The eggs hatch very rapidly in the intestine and are often not found in a faecal specimen. Larvae are found in the faeces. Often the numbers are not so high and specific concentration techniques, e.g. the Baermann method or modified agar plate method need to be used. In general, the diagnosis of S. stercoralis infection is difficult in the tropics as well as in travellers. Larvae can also be detected via duodenal intubation. Differentiation from hookworm larvae is necessary. Eosinophilia is almost always present, except when immune suppression exists. A history of larva currens is suggestive of strongyloidiasis and is enough to start treatment even if no larvae are found in the faeces. In hyperinfection larvae may be found in the sputum or in broncho-alveolar lavage fluid. The sputum must be regarded as infectious. If this sputum is cultured on blood agar, bacterial colonies can be seen which form a curvilinear pattern, reminiscent of a pearl necklace. This follows the migration of a larva on the agar plate, with translocation of the bacteria.
PCR on a stool sample is the most sensitive test, but is not widely available.
An ELISA test detecting IgG to filariform larvae in serum, can be used in immunocompetent hosts. However ELISA results can be falsely negative in immunocompromised hosts and in acute infection (as seen in travellers) during the window period. Cross-reactivity may occur in the presence of other helminth infections. As a whole serology is widely used in travel medicine to diagnose (past) exposure to Strongyloides but is almost nowhere available in the tropics.
- Thiabendazole was used in the past, but had many side effects. Albendazole (400 mg twice daily for 3 to 7 days) is moderately effective. Mebendazole is not active.

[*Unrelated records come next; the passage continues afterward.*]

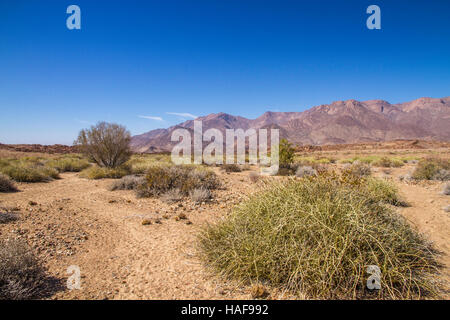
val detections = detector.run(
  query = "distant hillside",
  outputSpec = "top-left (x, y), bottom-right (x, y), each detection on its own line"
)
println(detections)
top-left (131, 97), bottom-right (450, 152)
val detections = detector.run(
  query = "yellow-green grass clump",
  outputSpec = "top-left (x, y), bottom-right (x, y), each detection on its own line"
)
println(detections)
top-left (199, 173), bottom-right (439, 299)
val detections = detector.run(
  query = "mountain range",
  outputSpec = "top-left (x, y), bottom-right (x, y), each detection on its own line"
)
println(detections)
top-left (131, 97), bottom-right (450, 153)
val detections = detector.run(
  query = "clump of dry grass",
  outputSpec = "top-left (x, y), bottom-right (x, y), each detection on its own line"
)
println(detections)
top-left (136, 166), bottom-right (220, 197)
top-left (0, 239), bottom-right (45, 300)
top-left (222, 163), bottom-right (242, 172)
top-left (343, 160), bottom-right (371, 177)
top-left (442, 182), bottom-right (450, 196)
top-left (109, 175), bottom-right (144, 191)
top-left (161, 189), bottom-right (183, 203)
top-left (412, 158), bottom-right (450, 181)
top-left (295, 166), bottom-right (317, 178)
top-left (248, 171), bottom-right (261, 183)
top-left (189, 188), bottom-right (211, 203)
top-left (200, 174), bottom-right (439, 299)
top-left (0, 173), bottom-right (17, 192)
top-left (80, 165), bottom-right (131, 180)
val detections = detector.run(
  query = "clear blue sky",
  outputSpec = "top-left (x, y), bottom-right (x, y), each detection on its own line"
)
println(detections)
top-left (0, 0), bottom-right (450, 144)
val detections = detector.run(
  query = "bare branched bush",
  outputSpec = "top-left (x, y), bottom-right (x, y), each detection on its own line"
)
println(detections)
top-left (74, 122), bottom-right (131, 168)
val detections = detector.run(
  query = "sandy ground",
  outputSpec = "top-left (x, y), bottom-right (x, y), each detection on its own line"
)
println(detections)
top-left (0, 165), bottom-right (450, 299)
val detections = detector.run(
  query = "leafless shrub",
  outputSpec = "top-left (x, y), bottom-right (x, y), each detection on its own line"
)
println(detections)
top-left (74, 122), bottom-right (131, 168)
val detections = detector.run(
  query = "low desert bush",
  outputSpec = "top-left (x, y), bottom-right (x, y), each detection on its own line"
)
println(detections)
top-left (80, 165), bottom-right (131, 180)
top-left (442, 182), bottom-right (450, 196)
top-left (189, 188), bottom-right (211, 203)
top-left (0, 240), bottom-right (45, 300)
top-left (412, 158), bottom-right (450, 181)
top-left (0, 212), bottom-right (19, 224)
top-left (0, 173), bottom-right (17, 192)
top-left (372, 157), bottom-right (405, 168)
top-left (161, 189), bottom-right (183, 203)
top-left (342, 161), bottom-right (371, 177)
top-left (295, 166), bottom-right (317, 178)
top-left (136, 165), bottom-right (220, 197)
top-left (222, 163), bottom-right (242, 172)
top-left (109, 175), bottom-right (144, 191)
top-left (248, 171), bottom-right (261, 183)
top-left (199, 174), bottom-right (439, 299)
top-left (0, 162), bottom-right (59, 182)
top-left (47, 157), bottom-right (89, 172)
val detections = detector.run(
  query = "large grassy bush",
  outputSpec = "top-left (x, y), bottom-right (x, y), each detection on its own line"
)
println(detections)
top-left (412, 158), bottom-right (450, 181)
top-left (80, 165), bottom-right (131, 180)
top-left (200, 174), bottom-right (438, 299)
top-left (137, 165), bottom-right (219, 197)
top-left (0, 240), bottom-right (45, 300)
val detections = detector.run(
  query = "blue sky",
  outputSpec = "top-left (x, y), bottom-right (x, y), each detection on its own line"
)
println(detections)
top-left (0, 0), bottom-right (450, 144)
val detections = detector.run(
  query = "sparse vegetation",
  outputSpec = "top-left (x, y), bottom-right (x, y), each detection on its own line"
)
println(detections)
top-left (0, 239), bottom-right (45, 300)
top-left (80, 165), bottom-right (131, 180)
top-left (295, 166), bottom-right (317, 178)
top-left (137, 165), bottom-right (219, 197)
top-left (279, 139), bottom-right (295, 168)
top-left (248, 171), bottom-right (261, 183)
top-left (109, 175), bottom-right (144, 191)
top-left (47, 157), bottom-right (89, 172)
top-left (343, 161), bottom-right (371, 177)
top-left (412, 158), bottom-right (450, 181)
top-left (0, 212), bottom-right (19, 224)
top-left (222, 163), bottom-right (242, 172)
top-left (200, 173), bottom-right (439, 299)
top-left (442, 182), bottom-right (450, 196)
top-left (189, 188), bottom-right (211, 203)
top-left (0, 173), bottom-right (17, 192)
top-left (74, 122), bottom-right (131, 168)
top-left (161, 189), bottom-right (183, 203)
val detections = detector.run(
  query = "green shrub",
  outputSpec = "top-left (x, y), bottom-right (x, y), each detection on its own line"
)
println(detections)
top-left (0, 173), bottom-right (17, 192)
top-left (137, 166), bottom-right (219, 197)
top-left (200, 174), bottom-right (439, 299)
top-left (412, 158), bottom-right (450, 181)
top-left (0, 240), bottom-right (45, 300)
top-left (80, 166), bottom-right (131, 180)
top-left (279, 139), bottom-right (295, 168)
top-left (343, 160), bottom-right (371, 177)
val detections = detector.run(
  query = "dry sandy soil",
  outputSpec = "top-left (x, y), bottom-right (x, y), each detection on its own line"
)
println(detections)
top-left (0, 156), bottom-right (450, 299)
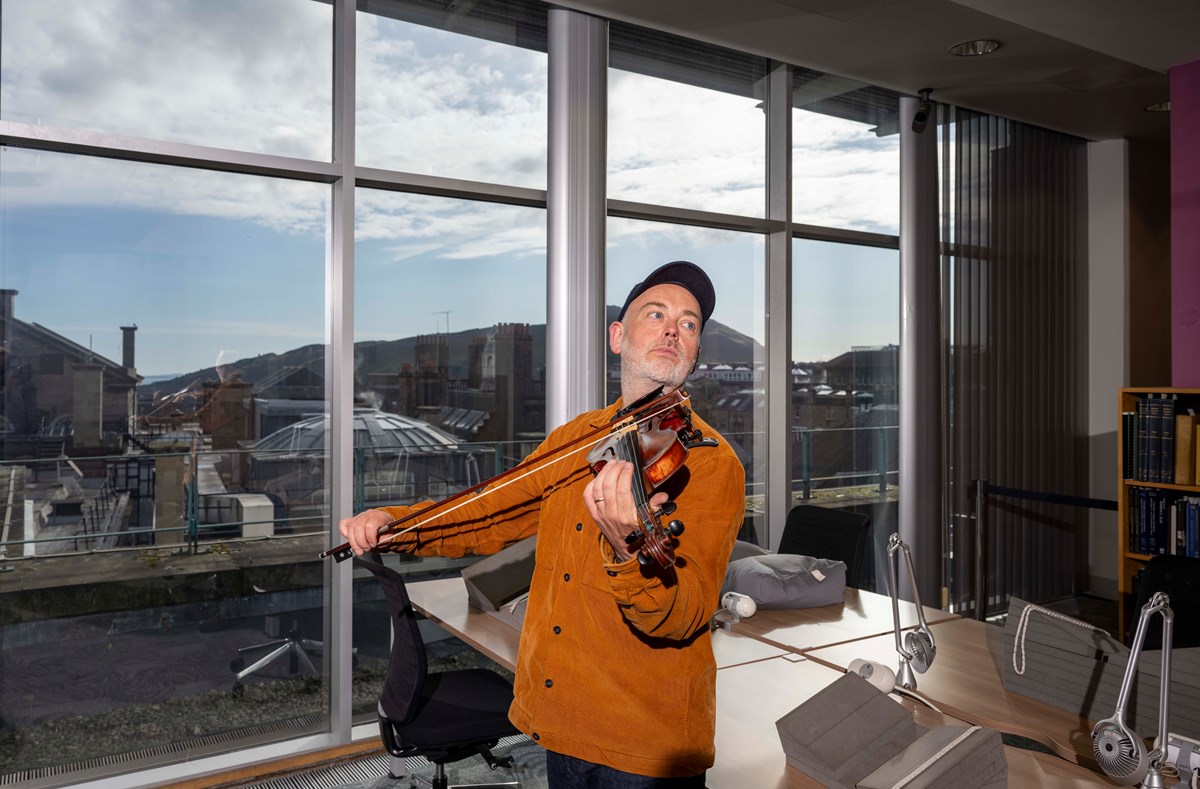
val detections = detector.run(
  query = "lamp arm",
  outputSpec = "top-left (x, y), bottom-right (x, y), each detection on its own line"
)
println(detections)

- Ivermectin PO (200 µg/kg single dose) is easy to use and effective and at present is the first line treatment. Some experts recommend a second course after 1-2 weeks (an RCT is ongoing to answer this question). If immunosuppression is present, the cure rate with ivermectin is lower, certainly if cortisone has been taken. In such cases, successive courses of treatment should be administered. It should be mentioned that there are parenteral ivermectin formulations for veterinary use. They are not (as yet) registered for use in humans, but anecdotal case reports mention success with them.
- In hyperinfection it is important not to forget to use antibiotics, in view of the risk of severe septicaemia.